Chronic Wasting Disease

AZGFD Asks Hunters To Help Keep Chronic Wasting Disease At Bay

 

December 1, 2023

Arizona's deer and elk populations remain CWD-free due to surveillance efforts.

The Arizona Game and Fish Department (AZGFD) is asking hunters to continue doing their part to help keep Chronic Wasting Disease (CWD) at bay. CWD is a fatal wildlife disease that affects the nervous system of deer and elk.

All successful deer and elk hunters are encouraged to bring the head of their harvested animal - especially bucks and bulls - to any department office statewide between 8 a.m. and 5 p.m. Monday through Friday. The department is requesting that hunters call in advance before delivering a head for sampling.

The preferred method for storage is to place the head in a heavy-duty plastic trash bag, and keep it cold or frozen until it can be sampled. The department also requests hunters to provide accurate hunter information (name, telephone number), as well as hunt information (hunt number, game management unit in which the animal was harvested, state, and hunting license number). This information is crucial should CWD be detected in a sample.

As an alternative, hunters can view an instructional video on how to collect their own samples on AZGFD's website (www.azgfd.com/healthy), then bring those samples to any department office statewide.

AZGFD is hoping to sample 1,500 deer and elk this season.
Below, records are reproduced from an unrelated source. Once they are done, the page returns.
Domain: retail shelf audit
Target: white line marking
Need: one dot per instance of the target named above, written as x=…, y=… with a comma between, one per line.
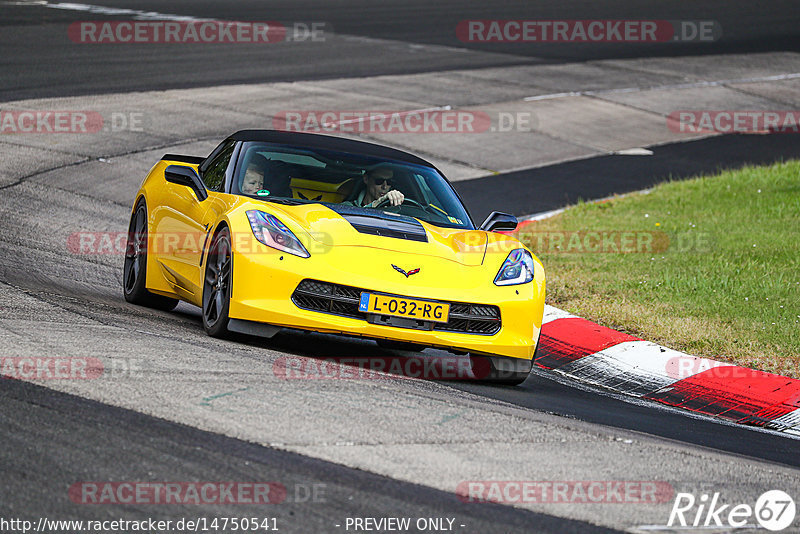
x=691, y=85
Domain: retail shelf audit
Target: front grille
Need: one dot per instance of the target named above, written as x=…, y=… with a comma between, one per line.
x=337, y=299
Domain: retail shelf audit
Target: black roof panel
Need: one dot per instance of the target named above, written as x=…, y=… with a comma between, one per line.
x=328, y=142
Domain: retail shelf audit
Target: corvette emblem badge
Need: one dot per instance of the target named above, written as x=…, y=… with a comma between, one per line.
x=406, y=274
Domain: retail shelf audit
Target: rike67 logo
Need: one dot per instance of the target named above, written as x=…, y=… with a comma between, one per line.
x=774, y=510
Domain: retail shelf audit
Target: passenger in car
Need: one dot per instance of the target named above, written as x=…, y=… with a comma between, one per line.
x=267, y=176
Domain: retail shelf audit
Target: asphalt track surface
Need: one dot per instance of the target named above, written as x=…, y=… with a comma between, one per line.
x=35, y=61
x=66, y=438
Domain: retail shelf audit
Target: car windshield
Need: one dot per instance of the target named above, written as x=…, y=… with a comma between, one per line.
x=297, y=175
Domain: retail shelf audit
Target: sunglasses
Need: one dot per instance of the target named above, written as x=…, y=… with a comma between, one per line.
x=381, y=181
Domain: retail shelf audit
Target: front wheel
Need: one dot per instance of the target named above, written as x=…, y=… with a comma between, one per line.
x=217, y=285
x=134, y=272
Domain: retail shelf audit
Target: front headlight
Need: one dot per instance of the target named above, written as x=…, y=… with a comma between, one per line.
x=517, y=269
x=272, y=232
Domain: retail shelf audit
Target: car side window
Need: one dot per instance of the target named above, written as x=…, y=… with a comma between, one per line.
x=214, y=176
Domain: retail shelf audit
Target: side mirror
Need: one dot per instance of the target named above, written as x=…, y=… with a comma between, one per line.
x=499, y=221
x=181, y=175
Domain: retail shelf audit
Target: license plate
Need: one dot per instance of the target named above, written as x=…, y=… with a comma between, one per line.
x=422, y=310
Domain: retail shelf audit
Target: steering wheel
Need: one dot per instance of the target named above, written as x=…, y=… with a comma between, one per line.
x=406, y=199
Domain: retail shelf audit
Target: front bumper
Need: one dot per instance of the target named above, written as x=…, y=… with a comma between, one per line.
x=265, y=289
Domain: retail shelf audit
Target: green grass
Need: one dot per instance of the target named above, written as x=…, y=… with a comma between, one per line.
x=726, y=286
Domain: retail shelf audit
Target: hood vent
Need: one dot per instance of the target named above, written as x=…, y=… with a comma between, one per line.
x=380, y=223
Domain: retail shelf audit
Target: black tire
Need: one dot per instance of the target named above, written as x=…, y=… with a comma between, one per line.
x=217, y=285
x=134, y=271
x=399, y=345
x=500, y=370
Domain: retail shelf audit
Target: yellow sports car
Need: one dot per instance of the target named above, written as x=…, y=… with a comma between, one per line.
x=292, y=230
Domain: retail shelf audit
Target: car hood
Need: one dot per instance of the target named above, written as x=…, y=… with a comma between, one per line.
x=352, y=226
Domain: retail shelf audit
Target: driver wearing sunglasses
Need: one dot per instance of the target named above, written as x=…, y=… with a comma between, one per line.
x=379, y=189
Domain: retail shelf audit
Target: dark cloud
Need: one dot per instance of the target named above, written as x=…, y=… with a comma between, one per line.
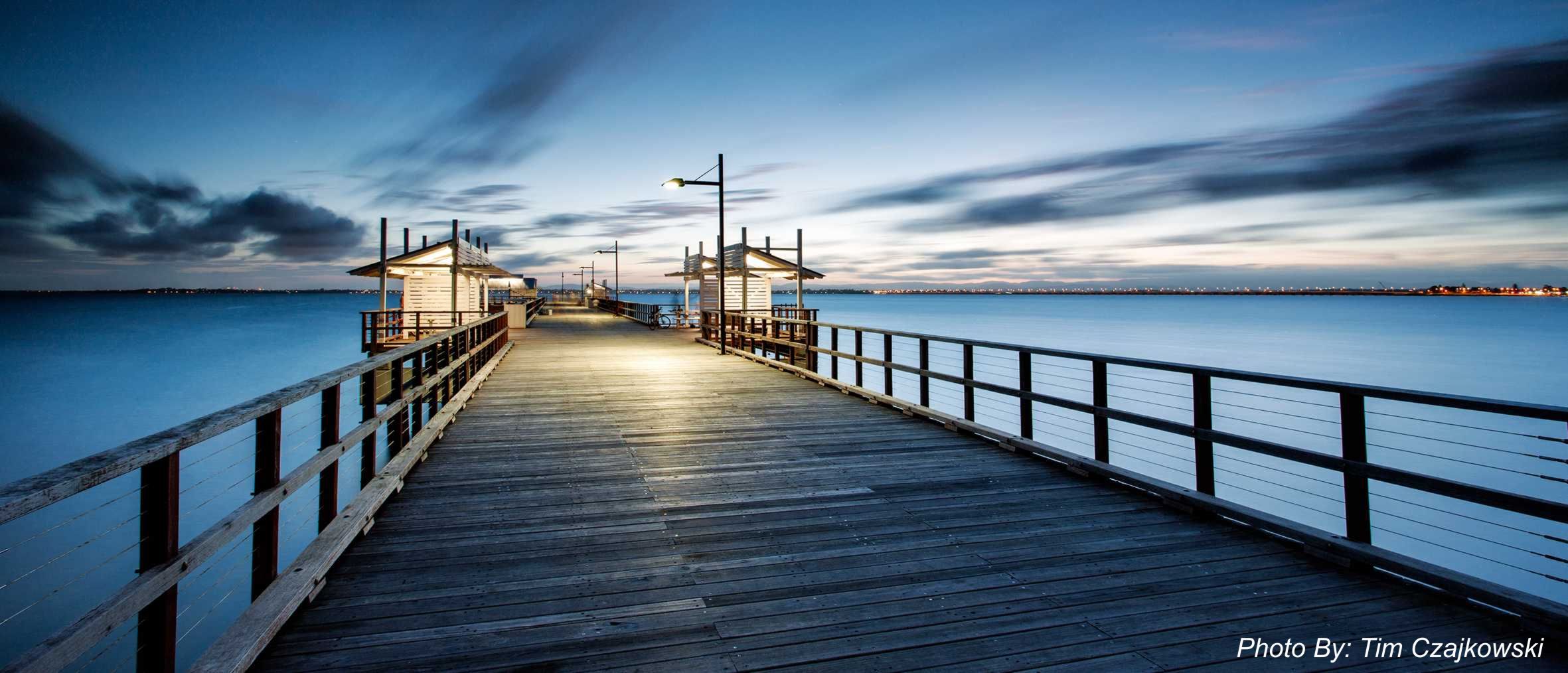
x=530, y=261
x=42, y=178
x=40, y=169
x=278, y=225
x=988, y=253
x=759, y=170
x=642, y=216
x=748, y=196
x=1482, y=129
x=490, y=200
x=504, y=121
x=1542, y=209
x=930, y=193
x=1263, y=233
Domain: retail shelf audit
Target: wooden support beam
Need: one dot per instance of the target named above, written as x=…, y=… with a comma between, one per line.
x=264, y=534
x=157, y=625
x=1203, y=419
x=331, y=433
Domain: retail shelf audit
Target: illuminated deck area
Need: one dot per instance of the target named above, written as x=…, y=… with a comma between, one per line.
x=625, y=498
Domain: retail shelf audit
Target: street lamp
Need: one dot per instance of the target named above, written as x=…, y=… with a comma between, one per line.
x=679, y=183
x=617, y=250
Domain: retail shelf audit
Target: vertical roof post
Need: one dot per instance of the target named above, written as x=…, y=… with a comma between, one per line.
x=383, y=264
x=455, y=272
x=800, y=272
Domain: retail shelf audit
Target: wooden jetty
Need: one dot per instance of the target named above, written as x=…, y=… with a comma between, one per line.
x=593, y=494
x=620, y=498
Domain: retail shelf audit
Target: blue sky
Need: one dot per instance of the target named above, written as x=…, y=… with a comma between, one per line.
x=1051, y=143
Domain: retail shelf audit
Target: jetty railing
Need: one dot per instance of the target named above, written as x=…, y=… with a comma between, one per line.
x=530, y=307
x=655, y=316
x=1460, y=493
x=397, y=327
x=785, y=333
x=165, y=529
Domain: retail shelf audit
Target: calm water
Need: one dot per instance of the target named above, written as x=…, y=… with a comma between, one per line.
x=94, y=371
x=104, y=369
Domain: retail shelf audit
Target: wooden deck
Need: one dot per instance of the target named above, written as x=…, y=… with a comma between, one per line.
x=625, y=498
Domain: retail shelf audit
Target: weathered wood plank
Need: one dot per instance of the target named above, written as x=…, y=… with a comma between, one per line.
x=674, y=510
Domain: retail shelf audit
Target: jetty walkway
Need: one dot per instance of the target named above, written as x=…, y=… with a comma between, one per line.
x=625, y=498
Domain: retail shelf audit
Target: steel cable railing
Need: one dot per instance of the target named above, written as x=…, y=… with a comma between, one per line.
x=1305, y=457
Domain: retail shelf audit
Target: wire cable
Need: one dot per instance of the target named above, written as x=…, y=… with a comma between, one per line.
x=1272, y=398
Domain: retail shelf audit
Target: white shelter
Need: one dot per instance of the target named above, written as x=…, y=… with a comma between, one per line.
x=748, y=278
x=439, y=279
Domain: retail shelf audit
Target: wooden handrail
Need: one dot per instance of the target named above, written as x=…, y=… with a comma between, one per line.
x=750, y=331
x=27, y=494
x=445, y=369
x=1382, y=393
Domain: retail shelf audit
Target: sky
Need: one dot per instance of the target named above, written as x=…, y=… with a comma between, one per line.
x=1038, y=143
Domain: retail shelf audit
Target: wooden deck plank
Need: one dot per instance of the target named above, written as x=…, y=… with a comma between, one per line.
x=625, y=498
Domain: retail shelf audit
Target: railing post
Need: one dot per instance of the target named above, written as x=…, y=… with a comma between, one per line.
x=811, y=347
x=925, y=366
x=1203, y=419
x=833, y=346
x=794, y=350
x=416, y=406
x=367, y=410
x=969, y=376
x=161, y=534
x=886, y=361
x=1101, y=421
x=264, y=534
x=1026, y=407
x=399, y=424
x=1354, y=447
x=858, y=382
x=331, y=415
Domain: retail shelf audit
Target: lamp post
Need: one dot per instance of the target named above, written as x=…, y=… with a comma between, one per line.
x=679, y=183
x=617, y=252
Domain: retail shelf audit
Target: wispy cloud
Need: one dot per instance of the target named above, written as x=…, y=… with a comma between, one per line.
x=1239, y=40
x=1487, y=127
x=504, y=121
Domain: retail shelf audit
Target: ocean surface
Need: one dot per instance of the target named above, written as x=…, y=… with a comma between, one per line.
x=88, y=372
x=93, y=371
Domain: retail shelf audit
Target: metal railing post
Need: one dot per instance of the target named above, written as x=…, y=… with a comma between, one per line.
x=1354, y=447
x=1203, y=419
x=833, y=346
x=886, y=361
x=264, y=534
x=858, y=382
x=1026, y=407
x=925, y=366
x=969, y=388
x=1101, y=421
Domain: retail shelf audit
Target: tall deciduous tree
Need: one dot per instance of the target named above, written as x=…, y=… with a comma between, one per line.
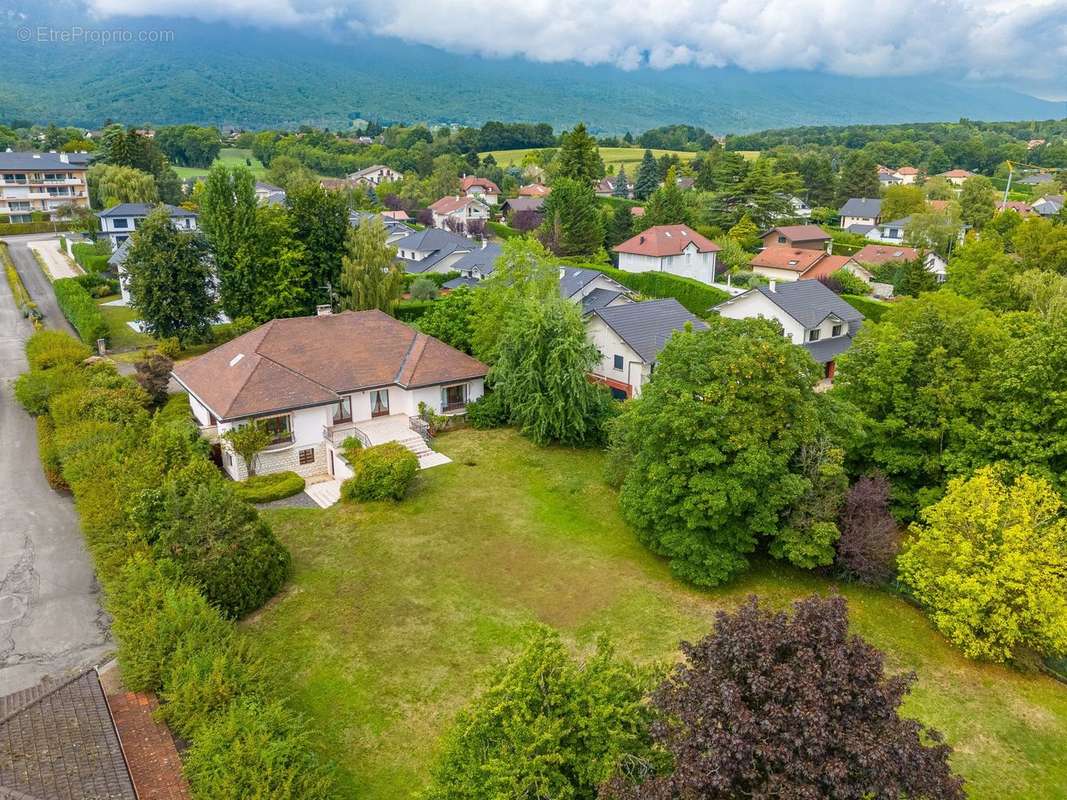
x=548, y=726
x=370, y=277
x=790, y=706
x=989, y=562
x=578, y=157
x=169, y=278
x=706, y=454
x=572, y=223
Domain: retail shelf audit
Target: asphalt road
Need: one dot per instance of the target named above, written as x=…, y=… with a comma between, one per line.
x=50, y=618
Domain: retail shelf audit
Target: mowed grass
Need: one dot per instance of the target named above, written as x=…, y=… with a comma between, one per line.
x=229, y=157
x=611, y=156
x=396, y=613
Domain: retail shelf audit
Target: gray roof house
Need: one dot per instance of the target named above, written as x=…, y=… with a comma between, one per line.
x=810, y=314
x=630, y=338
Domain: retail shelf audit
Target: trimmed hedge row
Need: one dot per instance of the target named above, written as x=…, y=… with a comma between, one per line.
x=80, y=309
x=177, y=553
x=269, y=488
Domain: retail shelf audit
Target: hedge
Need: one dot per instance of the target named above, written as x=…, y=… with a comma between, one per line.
x=15, y=228
x=698, y=298
x=78, y=306
x=268, y=488
x=873, y=309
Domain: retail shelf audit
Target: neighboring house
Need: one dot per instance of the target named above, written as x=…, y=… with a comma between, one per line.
x=313, y=382
x=475, y=266
x=810, y=314
x=674, y=249
x=956, y=177
x=375, y=175
x=269, y=194
x=458, y=210
x=801, y=237
x=395, y=228
x=431, y=250
x=514, y=205
x=908, y=175
x=1050, y=205
x=534, y=190
x=591, y=289
x=791, y=264
x=482, y=189
x=889, y=232
x=860, y=211
x=630, y=338
x=42, y=182
x=118, y=222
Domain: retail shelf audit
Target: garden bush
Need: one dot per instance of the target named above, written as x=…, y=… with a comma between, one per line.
x=48, y=349
x=381, y=473
x=255, y=750
x=268, y=488
x=80, y=309
x=48, y=452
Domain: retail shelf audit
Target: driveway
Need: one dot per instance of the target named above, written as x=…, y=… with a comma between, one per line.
x=50, y=616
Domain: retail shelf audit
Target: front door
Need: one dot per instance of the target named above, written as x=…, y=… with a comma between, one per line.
x=380, y=403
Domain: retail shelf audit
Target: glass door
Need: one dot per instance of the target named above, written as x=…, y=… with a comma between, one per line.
x=380, y=403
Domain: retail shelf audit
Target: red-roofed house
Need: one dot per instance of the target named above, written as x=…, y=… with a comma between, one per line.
x=674, y=249
x=795, y=264
x=483, y=189
x=460, y=209
x=801, y=237
x=313, y=382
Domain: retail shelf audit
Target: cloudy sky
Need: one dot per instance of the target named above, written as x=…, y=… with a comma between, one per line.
x=1021, y=43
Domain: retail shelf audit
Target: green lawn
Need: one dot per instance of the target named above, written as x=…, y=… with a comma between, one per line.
x=229, y=157
x=396, y=612
x=627, y=157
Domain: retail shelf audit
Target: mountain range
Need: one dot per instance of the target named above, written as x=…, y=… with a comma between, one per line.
x=224, y=75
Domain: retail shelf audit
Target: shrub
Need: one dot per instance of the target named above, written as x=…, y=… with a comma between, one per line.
x=48, y=452
x=381, y=473
x=48, y=349
x=255, y=750
x=79, y=308
x=202, y=683
x=487, y=412
x=267, y=488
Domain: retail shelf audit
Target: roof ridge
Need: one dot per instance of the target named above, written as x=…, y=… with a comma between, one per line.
x=62, y=685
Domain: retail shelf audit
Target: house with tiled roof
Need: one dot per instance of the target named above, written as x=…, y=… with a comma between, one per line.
x=630, y=337
x=312, y=382
x=801, y=237
x=793, y=264
x=482, y=189
x=456, y=212
x=811, y=316
x=674, y=249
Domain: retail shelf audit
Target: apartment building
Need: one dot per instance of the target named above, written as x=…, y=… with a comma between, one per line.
x=42, y=182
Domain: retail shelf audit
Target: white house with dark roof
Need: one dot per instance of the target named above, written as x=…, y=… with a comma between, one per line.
x=811, y=316
x=118, y=222
x=630, y=338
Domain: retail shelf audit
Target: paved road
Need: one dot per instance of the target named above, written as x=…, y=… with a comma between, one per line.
x=50, y=616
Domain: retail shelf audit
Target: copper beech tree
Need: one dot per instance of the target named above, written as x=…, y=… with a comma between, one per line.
x=787, y=706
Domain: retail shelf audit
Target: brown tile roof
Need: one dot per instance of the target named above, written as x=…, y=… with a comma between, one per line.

Department officials have not detected any cases of CWD in the 400-plus deer (mule and white-tailed) and elk that have been harvested by hunters and voluntarily submitted for testing this fall. Game and Fish has been testing for the presence of the disease in Arizona since 1998. While CWD has been found in the neighboring states of Utah, New Mexico and Colorado, the disease has not been detected in Arizona. CWD has not been documented to cause disease in people.

CWD is transmitted and spread by animal movement and direct contact, which means the illegal importation of a cervid carcass or parts with brain or spinal column tissue of an infected animal could introduce the disease into Arizona.

To that point, an individual is only allowed to possess, transport or import the following portions of cervids lawfully taken in another state or country:

Boneless portions of meat, or meat that has been cut and packaged.

Clean hides and capes with no skull or soft tissue attached.

Antlers, clean skull plates or skulls with antlers attached with no meat or soft tissue remaining.

Finished taxidermy mounts or products (hunters may ship their harvested animal to a taxidermist).

Upper canine teeth with no meat or tissue attached.

Do not bring the brain, intact skull or spinal column of a deer or elk harvested in another state back into Arizona.

It may take longer than a year before an infected deer or elk develops symptoms of CWD, which can include drastic weight loss (wasting), stumbling, being unaware of its surroundings, and other neurological symptoms. CWD can infect deer and elk animals of all ages, although it's most frequently noticed in older animals. CWD is fatal, and there are no treatments or vaccines.

All hunters are advised not to shoot, handle or consume any animal that is acting abnormally or appears to be sick. Wear latex or rubber gloves when field dressing deer or elk. All hunters are asked to contact the department at 623-236-7201 if they see or harvest an animal that appears to be sick.